Houve especulações de que Zuckerberg poderia estar considerando uma carreira na política, com direito a rumores de que ele se candidataria nas eleições presidenciais de 2020 - o que ele nega veementemente.

Durante a entrevista, disse a ele que o tom politizado da carta que divulgou não ajudaria muito a diminuir as especulações sobre a posição que Zuckerberg pretende ocupar no futuro.

Ele se imaginaria no mundo político? "Não vou fazer isso agora, este não é o plano", afirmou. "O que realmente me importa é conectar o mundo."

O Facebook tem sido atacado por não fazer o suficiente para conter as fake news (ou notícias falsas) - como as que afirmaram, por exemplo, que o papa teria apoiado Trump, algo que circulou bastante nas timelines da rede social.

Na Alemanha, houve polêmica depois que uma parlamentar do Partido Verde apareceu em um post do Facebook defendendo um refugiado do Afeganistão que havia estuprado e matado uma estudante alemã.

A deputada, Renate Kuenast, nunca disse a frase que tinha sido atribuída a ela por uma organização de extrema-direita.

Kuenast disse achar difícil aceitar que "Zuckerberg ganhe bilhões, exiba suas doações bilionárias à caridade e ao mesmo tempo permita que o Facebook se torne uma ferramenta para extremistas".

Mr Zuckerberg disse que entendeu a importância de atacar as fake news.

Liberdade de opinião

"Precisão de informação é muito importante", disse ele em sua carta, publicada na quinta-feira. "Sabemos que há desinformação e conteúdos falsos circulando no Facebook."

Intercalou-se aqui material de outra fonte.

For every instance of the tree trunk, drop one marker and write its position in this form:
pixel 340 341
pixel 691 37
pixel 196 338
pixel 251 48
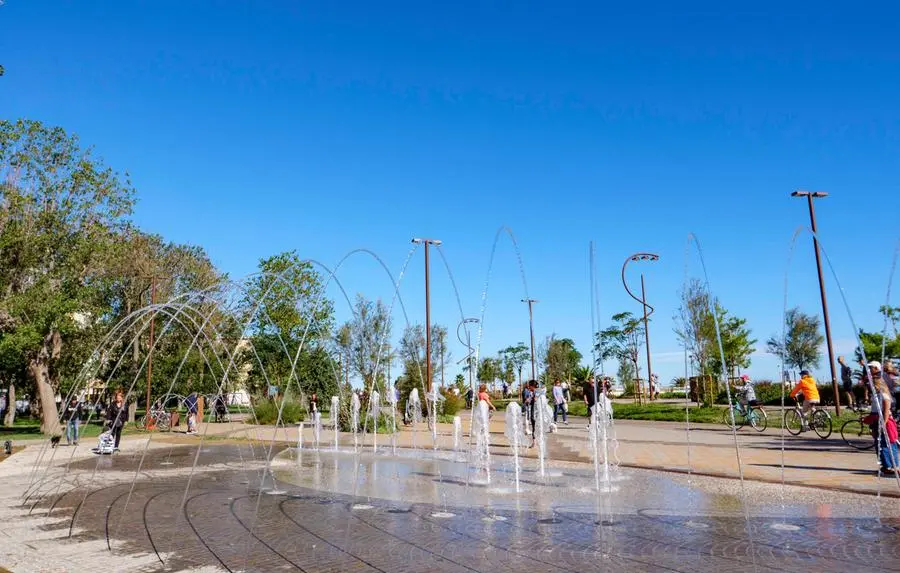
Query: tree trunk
pixel 39 370
pixel 10 417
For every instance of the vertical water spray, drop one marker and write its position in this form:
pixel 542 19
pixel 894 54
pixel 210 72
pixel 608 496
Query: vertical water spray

"Conseguimos progresso na luta contra estas mentiras da mesma maneira que lutamos contra o spam, mas temos mais trabalho pela frente", escreveu. "Estamos atuando cuidadosamente porque nem sempre existe uma linha clara entre enganação, sátira e opinião."

Mas ele complementou: "Em uma sociedade livre, é importante que as pessoas tenham o poder de compartilhar suas opiniões, mesmo que outros achem que elas estão erradas".

"Nossa atuação se focará menos em banir a desinformação e mais em trazer à tona perspectivas complementares e informação, inclusive com questionamentos sobre a veracidade dos itens, feitos por checadores de acontecimentos."

À reportagem, ele disse que "polarização e sensacionalismo" também sabotam o "entendimento comum".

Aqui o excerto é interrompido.